Moderne Starthilfegeräte sind deutlich kleiner und handlicher als die klassischen, schweren Blei-Säure-Batterien. Dank der Lithium-Ionen-Technologie passen sie problemlos ins Handschuhfach. Dadurch sind sie jederzeit griffbereit, wenn die Batterie unerwartet schlappmacht.
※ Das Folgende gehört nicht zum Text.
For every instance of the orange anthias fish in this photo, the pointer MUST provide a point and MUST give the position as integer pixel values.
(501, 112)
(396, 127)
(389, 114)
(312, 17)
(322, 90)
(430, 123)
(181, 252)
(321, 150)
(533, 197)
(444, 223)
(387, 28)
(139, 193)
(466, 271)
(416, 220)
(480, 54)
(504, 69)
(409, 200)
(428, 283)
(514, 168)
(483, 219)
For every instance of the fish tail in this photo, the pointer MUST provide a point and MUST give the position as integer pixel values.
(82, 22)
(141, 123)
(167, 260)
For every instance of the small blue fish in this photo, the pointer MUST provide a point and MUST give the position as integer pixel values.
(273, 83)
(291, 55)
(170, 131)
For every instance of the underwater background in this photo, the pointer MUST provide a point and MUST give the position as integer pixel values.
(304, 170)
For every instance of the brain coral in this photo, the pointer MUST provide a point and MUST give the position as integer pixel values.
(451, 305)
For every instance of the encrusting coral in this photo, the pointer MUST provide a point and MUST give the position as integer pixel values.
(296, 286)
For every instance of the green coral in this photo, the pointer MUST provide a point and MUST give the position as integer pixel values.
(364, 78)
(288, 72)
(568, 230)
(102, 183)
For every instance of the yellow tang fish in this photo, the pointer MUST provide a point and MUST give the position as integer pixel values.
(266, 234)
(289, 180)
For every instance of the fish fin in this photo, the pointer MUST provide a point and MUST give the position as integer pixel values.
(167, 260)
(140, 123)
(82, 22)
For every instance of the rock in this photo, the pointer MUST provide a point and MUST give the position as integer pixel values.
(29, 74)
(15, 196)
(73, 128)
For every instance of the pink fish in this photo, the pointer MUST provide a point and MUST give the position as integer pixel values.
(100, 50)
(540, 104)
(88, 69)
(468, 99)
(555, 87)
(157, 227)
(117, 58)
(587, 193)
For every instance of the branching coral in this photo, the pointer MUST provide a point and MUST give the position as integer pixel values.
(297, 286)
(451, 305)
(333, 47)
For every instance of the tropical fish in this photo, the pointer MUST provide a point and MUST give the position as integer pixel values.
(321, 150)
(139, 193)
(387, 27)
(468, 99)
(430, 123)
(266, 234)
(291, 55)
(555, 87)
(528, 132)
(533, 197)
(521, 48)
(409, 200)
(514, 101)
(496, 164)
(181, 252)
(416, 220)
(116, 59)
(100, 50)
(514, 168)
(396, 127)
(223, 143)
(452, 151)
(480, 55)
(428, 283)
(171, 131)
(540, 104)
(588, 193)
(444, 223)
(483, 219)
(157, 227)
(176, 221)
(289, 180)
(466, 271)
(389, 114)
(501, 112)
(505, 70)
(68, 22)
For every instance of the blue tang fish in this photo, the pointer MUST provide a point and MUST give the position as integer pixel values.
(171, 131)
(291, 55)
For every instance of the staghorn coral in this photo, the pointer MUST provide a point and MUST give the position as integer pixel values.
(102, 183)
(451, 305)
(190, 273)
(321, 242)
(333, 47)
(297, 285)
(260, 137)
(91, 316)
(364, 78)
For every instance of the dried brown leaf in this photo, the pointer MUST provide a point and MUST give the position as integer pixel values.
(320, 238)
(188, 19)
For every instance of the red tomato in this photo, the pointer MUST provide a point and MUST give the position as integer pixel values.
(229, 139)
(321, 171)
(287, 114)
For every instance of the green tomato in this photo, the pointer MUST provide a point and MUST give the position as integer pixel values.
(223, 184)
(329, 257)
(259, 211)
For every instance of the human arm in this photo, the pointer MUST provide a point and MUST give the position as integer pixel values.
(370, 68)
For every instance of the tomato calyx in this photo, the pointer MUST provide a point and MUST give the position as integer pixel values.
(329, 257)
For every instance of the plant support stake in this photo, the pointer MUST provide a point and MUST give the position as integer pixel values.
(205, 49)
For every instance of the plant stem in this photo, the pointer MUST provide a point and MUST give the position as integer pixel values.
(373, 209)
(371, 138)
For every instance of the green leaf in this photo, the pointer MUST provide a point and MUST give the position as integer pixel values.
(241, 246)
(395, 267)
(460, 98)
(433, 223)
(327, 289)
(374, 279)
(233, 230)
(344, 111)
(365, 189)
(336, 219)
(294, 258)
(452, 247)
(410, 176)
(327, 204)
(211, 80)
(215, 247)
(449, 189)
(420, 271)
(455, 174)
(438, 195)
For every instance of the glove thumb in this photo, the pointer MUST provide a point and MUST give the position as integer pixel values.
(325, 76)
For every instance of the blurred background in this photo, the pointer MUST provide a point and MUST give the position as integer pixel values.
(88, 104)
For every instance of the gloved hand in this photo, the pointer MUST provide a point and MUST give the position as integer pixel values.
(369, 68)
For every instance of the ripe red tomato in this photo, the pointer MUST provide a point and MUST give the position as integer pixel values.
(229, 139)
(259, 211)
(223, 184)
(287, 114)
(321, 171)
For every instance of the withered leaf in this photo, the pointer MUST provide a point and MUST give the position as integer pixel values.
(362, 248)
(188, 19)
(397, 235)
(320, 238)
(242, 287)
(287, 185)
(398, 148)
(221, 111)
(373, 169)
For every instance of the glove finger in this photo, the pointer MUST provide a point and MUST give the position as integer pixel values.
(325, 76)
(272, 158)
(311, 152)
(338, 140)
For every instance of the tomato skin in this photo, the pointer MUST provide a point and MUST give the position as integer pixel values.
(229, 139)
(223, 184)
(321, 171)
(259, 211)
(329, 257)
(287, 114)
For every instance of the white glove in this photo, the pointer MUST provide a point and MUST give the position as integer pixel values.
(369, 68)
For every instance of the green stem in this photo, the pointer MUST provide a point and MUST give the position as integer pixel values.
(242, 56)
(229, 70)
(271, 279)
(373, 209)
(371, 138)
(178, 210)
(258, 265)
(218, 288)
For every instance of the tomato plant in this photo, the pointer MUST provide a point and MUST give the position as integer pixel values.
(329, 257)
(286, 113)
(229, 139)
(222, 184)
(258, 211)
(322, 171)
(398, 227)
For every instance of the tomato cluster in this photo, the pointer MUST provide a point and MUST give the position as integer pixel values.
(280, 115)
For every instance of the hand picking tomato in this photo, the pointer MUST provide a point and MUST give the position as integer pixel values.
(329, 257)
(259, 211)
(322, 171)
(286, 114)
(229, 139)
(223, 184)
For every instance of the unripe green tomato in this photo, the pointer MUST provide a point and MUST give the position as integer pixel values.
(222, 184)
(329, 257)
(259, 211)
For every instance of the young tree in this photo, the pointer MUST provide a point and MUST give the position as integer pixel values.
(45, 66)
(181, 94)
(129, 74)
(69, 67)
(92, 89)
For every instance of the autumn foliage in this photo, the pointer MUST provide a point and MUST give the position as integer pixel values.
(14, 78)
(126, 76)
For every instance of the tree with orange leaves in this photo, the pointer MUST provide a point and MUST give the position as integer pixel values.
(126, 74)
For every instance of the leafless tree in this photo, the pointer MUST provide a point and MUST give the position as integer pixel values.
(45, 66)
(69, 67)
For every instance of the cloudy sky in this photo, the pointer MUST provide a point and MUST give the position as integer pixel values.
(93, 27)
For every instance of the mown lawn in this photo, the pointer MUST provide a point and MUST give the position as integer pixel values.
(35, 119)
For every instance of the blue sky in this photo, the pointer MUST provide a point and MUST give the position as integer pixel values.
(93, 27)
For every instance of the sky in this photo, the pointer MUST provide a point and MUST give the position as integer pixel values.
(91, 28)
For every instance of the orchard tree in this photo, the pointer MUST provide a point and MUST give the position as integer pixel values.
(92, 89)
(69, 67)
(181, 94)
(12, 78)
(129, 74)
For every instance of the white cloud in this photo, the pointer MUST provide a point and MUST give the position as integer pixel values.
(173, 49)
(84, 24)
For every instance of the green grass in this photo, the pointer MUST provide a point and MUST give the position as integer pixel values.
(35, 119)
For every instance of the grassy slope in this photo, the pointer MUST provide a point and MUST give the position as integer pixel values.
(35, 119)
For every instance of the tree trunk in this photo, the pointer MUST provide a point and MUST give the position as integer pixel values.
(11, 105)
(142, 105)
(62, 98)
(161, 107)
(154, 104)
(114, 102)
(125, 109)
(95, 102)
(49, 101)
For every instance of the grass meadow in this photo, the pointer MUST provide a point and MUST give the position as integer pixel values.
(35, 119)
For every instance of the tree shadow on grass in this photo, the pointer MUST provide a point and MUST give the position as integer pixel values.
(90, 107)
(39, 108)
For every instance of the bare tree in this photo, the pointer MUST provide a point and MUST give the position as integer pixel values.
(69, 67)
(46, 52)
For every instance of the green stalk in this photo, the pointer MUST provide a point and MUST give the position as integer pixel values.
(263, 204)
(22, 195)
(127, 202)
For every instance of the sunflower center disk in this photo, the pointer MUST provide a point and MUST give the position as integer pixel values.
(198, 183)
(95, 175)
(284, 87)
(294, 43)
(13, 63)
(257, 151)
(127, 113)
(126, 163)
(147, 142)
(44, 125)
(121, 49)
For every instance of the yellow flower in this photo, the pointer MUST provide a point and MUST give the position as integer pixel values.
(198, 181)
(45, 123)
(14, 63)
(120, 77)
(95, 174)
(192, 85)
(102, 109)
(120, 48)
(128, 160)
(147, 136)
Wie eine Starthilfe Powerbank funktioniert
Die Hauptfunktion einer Starthilfe Powerbank besteht darin, kurzzeitig einen hohen Stromstoß abzugeben. Dieser Impuls reicht aus, um den Anlasser des Autos zu betätigen und den Motor zu starten. Die Anwendung ist dabei denkbar einfach und sicher gestaltet.
Zuerst wird die rote Klemme am Pluspol der Autobatterie befestigt, während die schwarze Klemme am Minuspol oder einem Massepunkt der Karosserie angebracht wird. Anschließend verbindet man die Klemmen mit der Powerbank und startet den Motor wie gewohnt. Nach dem erfolgreichen Startvorgang werden die Klemmen in umgekehrter Reihenfolge wieder entfernt.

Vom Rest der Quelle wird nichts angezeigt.